Dearly Beloved in Christ
As we draw closer to the great celebration of Triduum; Holy Thursday, Good Friday, and Easter Sunday, you may notice that the readings are getting longer to prepare us for the reading of the passion, next week at Palm Sunday. Today’s rather lengthy reading leaves us with the question: Who in the heck in Lazarus? He’s not one of the twelve apostles. His conversion or calling to ministry is not mentioned anywhere in the scriptures. He doesn’t even live in one of the towns often associated with Jesus: Jerusalem, Nazareth, Bethlehem, or Capernaum. He lives two miles away from Jerusalem in a suburb called Bethany, just over the mount of Olives. The only other story that uses the name Lazarus is from the gospel of Luke used for a poor man who lay for years outside a stingy rich man’s house. That, however, is just that, a story. It’s a response to the Pharisees who are sneering at Jesus and his ability to teach authoritatively about the law. It’s possible that Jesus had this man whom he loved in mind as he was telling that story but, as I learned while researching this homily, Lazarus was a common name at the time. It is a shortened form of Eleazar, a name frequently used in the Old Testament, and it means “God Helps.” So, let us ask God to help us understand this man because he seems to come from nowhere and never be mentioned again.

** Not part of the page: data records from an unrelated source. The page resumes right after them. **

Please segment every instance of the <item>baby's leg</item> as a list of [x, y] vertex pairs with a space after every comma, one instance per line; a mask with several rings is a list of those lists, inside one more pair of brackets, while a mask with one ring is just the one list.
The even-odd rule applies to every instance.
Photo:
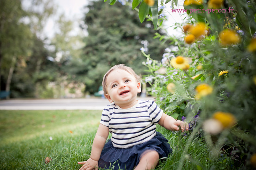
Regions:
[[155, 151], [151, 151], [143, 155], [134, 170], [153, 169], [159, 160], [159, 154]]

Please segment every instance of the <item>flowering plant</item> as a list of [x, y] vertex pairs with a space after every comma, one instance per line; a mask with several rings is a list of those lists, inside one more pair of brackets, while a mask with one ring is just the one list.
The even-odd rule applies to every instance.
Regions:
[[[152, 20], [155, 29], [162, 28], [162, 18], [154, 11], [159, 3], [162, 6], [162, 1], [153, 6], [148, 1], [140, 4], [141, 21], [146, 14], [144, 19]], [[134, 2], [140, 3], [134, 0], [133, 9]], [[173, 8], [177, 5], [177, 0], [169, 2]], [[216, 12], [192, 13], [184, 23], [176, 23], [182, 37], [156, 34], [163, 43], [171, 42], [161, 61], [142, 50], [150, 73], [144, 79], [150, 85], [148, 94], [167, 114], [179, 120], [186, 117], [193, 129], [191, 139], [203, 130], [214, 155], [224, 145], [233, 145], [243, 153], [245, 166], [251, 167], [256, 153], [256, 3], [186, 0], [184, 6]], [[217, 12], [229, 9], [234, 10]]]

Yet, a second look at the readings today may make us want to turn away from Lazarus and focus, instead, on the disciples. They very well could be the point of the story. They are the ones to whom Jesus thanked God that they could be with him when he awoke the man so that they may have faith. They would, likewise, have known the first reading from the Prophet Ezekiel that assured a previous generation of Israelites that they would know God when sealed graves were opened and when the dead rose. They should have been the first to trust that Jesus knew exactly what he was doing when he said he wanted to go to Jerusalem. But they let fear get in the way of their faith. They reminded Jesus that the Jews had just tried to kill him so it isn’t safe for him to return. But, Jesus knows that this lack of faith will be rewarded when they see the dead man, Lazarus rise. Even Doubting Thomas’s’ comment made in frustration, “Let us also go to die with him” cannot stop Jesus from doing what he needs to do.
But, I don’t think this really a story about the disciples. They fall into the background after Thomas’ comment and aren’t mentioned again. Maybe it’s a story about Martha and Mary, the dead man’s sisters. I imagine he expected Martha’s reaction. You may remember these two from the gospel of Luke. Martha, the hard working nagging older sister, and Mary the gentle, contemplative obedient disciple of Jesus who sat at his feet while Martha wished Jesus would make her help with the chores. When Martha approaches and says, “Lord, if you had been here, my brother would not have died” he must have been excited to hear her add, “But even now I know that whatever you ask of God, God will give you.” There’s hope, in the midst of hopelessness. If Martha can evince faith in the midst of tragedy, then Mary, the contemplative, must likewise be ready for a miracle. So it must have been a real kick in the pants when Mary approached without any hope at all repeating her sister’s past-tense verse, “Lord, if you had been here, my brother would not have died” and when Martha does want him to remove the stone in front of the cave because of the stench it becomes clear that, with these two, there is so much doubt, so little trust.
No, these two can’t be the real focus of the story, the ones on whom we are to fix our gaze. Perhaps Lazarus’ silence and lack of storyline isn’t meant to indicate unimportance in his role as disciple inasmuch as to invite us to see ourselves as Lazaruses. Lazarus died, just like we all will do. It is an inevitable consequence of living. And, sadly, we know that all of us will one day long to hear the very words Jesus says today, “Lazarus, come out!” (“other names, come out”) “Dennis, come out!” But, when Lazarus does come out, he is bound, both by the burial clothes and the knowledge that he will have to go through this again. He is still in what St. Paul calls the world of the flesh not the realm of the Spirit. Lazarus has to be freed from what binds him in order to live again. We, too, must look into our hearts and find what needs to be freed; jealousy, anger, lust, hatred, all those sins of the flesh that bind us in and to this world and we must be freed by God from them. We are coming to the end of this forty day retreat we call Lent so, I invite each of you to take advantage of the sacrament of reconciliation this week to walk free from what binds us so that we, Lazaruses, can hear Jesus say, “untie him and let him go.”